Sebagaimana dilaporkan Xinhua, DK PBB menghadapi dua rancangan teks --satu rancangan resolusi yang diajukan oleh Libya, dan satu pernyataan presiden yang diusulkan oleh Prancis, kata Ripert.

"Tak ada kesepakatan mengenai satu teks pun," katanya, "Kami telah memutuskan akan melanjutkan pembahasan kami."

Libya, satu-satunya negara Arab yang menjadi anggota DK, berkeras bagi dilakukannya pemungutan suara dini bagi rancangan resolusi itu, yang menyerukan segera diakhirinya serangan militer 12-hari Israel terhadap Jalur Gaza dan menuntut penarikan pasukan Israel ke daerah sebelum 27 Desember 2008.

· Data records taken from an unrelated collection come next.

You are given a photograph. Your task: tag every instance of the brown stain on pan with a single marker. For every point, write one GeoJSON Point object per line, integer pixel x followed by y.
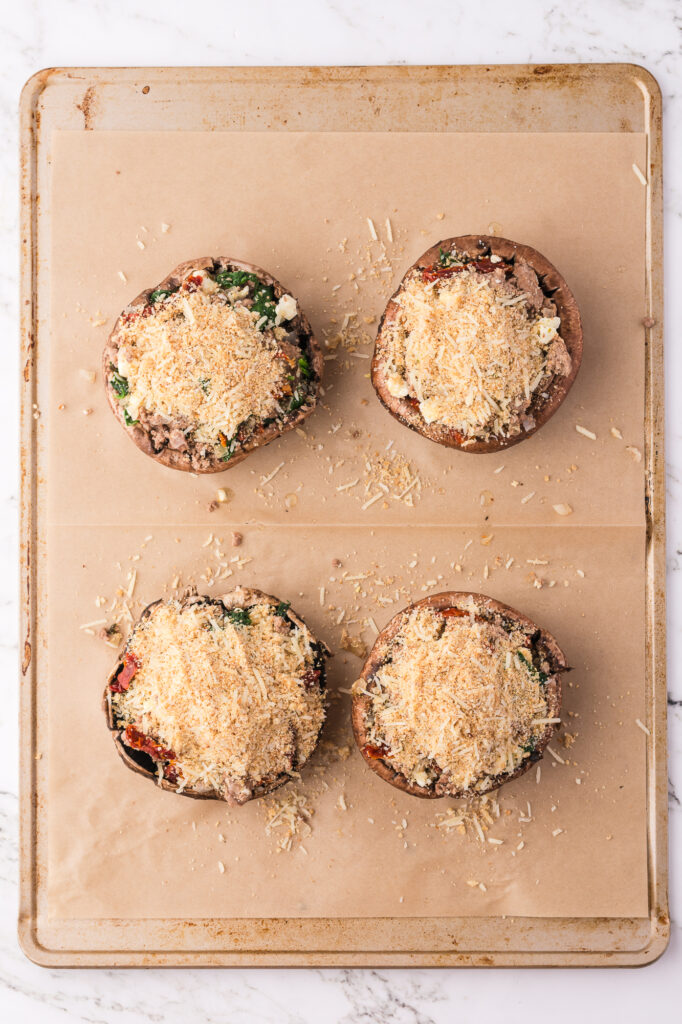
{"type": "Point", "coordinates": [87, 108]}
{"type": "Point", "coordinates": [440, 602]}
{"type": "Point", "coordinates": [176, 460]}
{"type": "Point", "coordinates": [552, 285]}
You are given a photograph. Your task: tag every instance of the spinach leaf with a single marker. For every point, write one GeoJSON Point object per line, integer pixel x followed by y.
{"type": "Point", "coordinates": [264, 304]}
{"type": "Point", "coordinates": [161, 293]}
{"type": "Point", "coordinates": [263, 295]}
{"type": "Point", "coordinates": [297, 399]}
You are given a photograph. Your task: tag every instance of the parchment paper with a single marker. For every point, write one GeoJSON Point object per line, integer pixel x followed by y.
{"type": "Point", "coordinates": [120, 848]}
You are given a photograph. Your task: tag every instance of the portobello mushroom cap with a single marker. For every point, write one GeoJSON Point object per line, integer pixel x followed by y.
{"type": "Point", "coordinates": [493, 610]}
{"type": "Point", "coordinates": [142, 763]}
{"type": "Point", "coordinates": [154, 439]}
{"type": "Point", "coordinates": [553, 287]}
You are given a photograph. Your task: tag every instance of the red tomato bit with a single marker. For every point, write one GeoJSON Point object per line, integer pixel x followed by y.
{"type": "Point", "coordinates": [124, 678]}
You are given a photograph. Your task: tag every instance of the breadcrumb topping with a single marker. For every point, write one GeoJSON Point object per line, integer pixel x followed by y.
{"type": "Point", "coordinates": [458, 701]}
{"type": "Point", "coordinates": [226, 692]}
{"type": "Point", "coordinates": [471, 351]}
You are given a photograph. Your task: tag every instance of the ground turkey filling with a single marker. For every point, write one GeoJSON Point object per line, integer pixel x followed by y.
{"type": "Point", "coordinates": [202, 368]}
{"type": "Point", "coordinates": [230, 697]}
{"type": "Point", "coordinates": [474, 347]}
{"type": "Point", "coordinates": [459, 700]}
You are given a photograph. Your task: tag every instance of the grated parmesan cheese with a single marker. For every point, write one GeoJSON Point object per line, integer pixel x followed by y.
{"type": "Point", "coordinates": [452, 696]}
{"type": "Point", "coordinates": [470, 358]}
{"type": "Point", "coordinates": [226, 698]}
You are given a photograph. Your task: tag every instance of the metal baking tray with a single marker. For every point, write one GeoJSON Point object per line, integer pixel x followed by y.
{"type": "Point", "coordinates": [513, 98]}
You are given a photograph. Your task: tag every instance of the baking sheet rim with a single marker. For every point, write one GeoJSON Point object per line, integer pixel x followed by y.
{"type": "Point", "coordinates": [31, 535]}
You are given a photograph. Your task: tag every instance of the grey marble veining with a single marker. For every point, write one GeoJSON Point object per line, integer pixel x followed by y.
{"type": "Point", "coordinates": [42, 33]}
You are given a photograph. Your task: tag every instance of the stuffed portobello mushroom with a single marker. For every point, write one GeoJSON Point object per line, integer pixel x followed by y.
{"type": "Point", "coordinates": [479, 345]}
{"type": "Point", "coordinates": [214, 361]}
{"type": "Point", "coordinates": [221, 698]}
{"type": "Point", "coordinates": [460, 694]}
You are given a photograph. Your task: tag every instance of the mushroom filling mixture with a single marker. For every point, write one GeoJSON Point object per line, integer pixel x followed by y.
{"type": "Point", "coordinates": [205, 367]}
{"type": "Point", "coordinates": [223, 699]}
{"type": "Point", "coordinates": [459, 699]}
{"type": "Point", "coordinates": [475, 343]}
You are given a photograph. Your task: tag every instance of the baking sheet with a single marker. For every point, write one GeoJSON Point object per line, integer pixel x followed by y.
{"type": "Point", "coordinates": [100, 517]}
{"type": "Point", "coordinates": [563, 194]}
{"type": "Point", "coordinates": [120, 848]}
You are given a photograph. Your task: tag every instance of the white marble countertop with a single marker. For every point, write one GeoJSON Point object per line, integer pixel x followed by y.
{"type": "Point", "coordinates": [42, 33]}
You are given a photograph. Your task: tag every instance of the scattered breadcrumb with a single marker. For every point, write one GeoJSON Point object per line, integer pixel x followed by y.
{"type": "Point", "coordinates": [353, 644]}
{"type": "Point", "coordinates": [289, 819]}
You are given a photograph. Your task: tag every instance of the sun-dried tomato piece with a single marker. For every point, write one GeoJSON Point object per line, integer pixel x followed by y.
{"type": "Point", "coordinates": [172, 773]}
{"type": "Point", "coordinates": [372, 751]}
{"type": "Point", "coordinates": [123, 680]}
{"type": "Point", "coordinates": [138, 741]}
{"type": "Point", "coordinates": [435, 272]}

Sebaliknya, pernyataan presiden yang diusulkan Prancis hanya akan menggaris-bawahi "sangat perlunya bagi gencatan senjata segera dan tahan lama" dan memperpanjang sambutan DK bagi gagasan perdamaian yang diumumkan oleh Presiden Mesir Hosni Mubarak.

Sementara itu, Duta Besar Mesir Maged Abdelaziz mengatakan kepada wartawan di New York bahwa utusan Israel, Pemerintah Otonomi Palestina dan HAMAS telah sepakat untuk bertemu Kamis di Kairo, ibukota Mesir, yang menengahi pembicaraan perdamaian.

Duta Besar Prancis untuk PBB tersebut mengatakan bahwa selama pembahasan tertutup, "ada pernyataan yang sama di kalangan anggota Dewan mengenai keprihatinan serius tentang situasi kemanusiaan di lapangan di Jalur Gaza".

Duta Besar AS untuk PBB Zalmey Khalilzad mengatakan kepada wartawan bahwa rancangan resolusi yang diusulkan Libya dicetak biru, yang berarti siap diajukan untuk pengambilan suara oleh anggota DK.

Namun, Duta Besar AS itu mengatakan "satu atau dua" anggota DK telah menyatakan rancangan resolusi tersebut telah mendapat "dukungan luas" dari anggota DK, dan bukan "suara bulat" yang dicapai di antara semua anggota.

Amerika Serikat, yang menghalangi persetujuan satu pernyataan Dewan Keamanan mengenai konflik Jalur Gaza, menyampaikan keberatan kuatnya atas rancangan resolusi itu, kata beberapa sumber diplomatik Palestina di markas PBB, New York.

Duta besar Mesir mengatakan mereka masih melakukan berbagai upaya guna membahas rancangan resolusi tersebut dengan anggota lain DK dan mengubahnya guna mencegah veto yang mungkin dilakukan ketika rancangan resolusi itu diajukan bagi pemungutan suara di Dewan Keamanan.


Konsensus diperlukan

Konsensus dengan suara bulat adalah dasar yang sangat diperlukan bagi DK untuk mensahkan satu rancangan resolusi, yang secara sah mengikat setelah pengesahannya, atau satu pernyataan presiden.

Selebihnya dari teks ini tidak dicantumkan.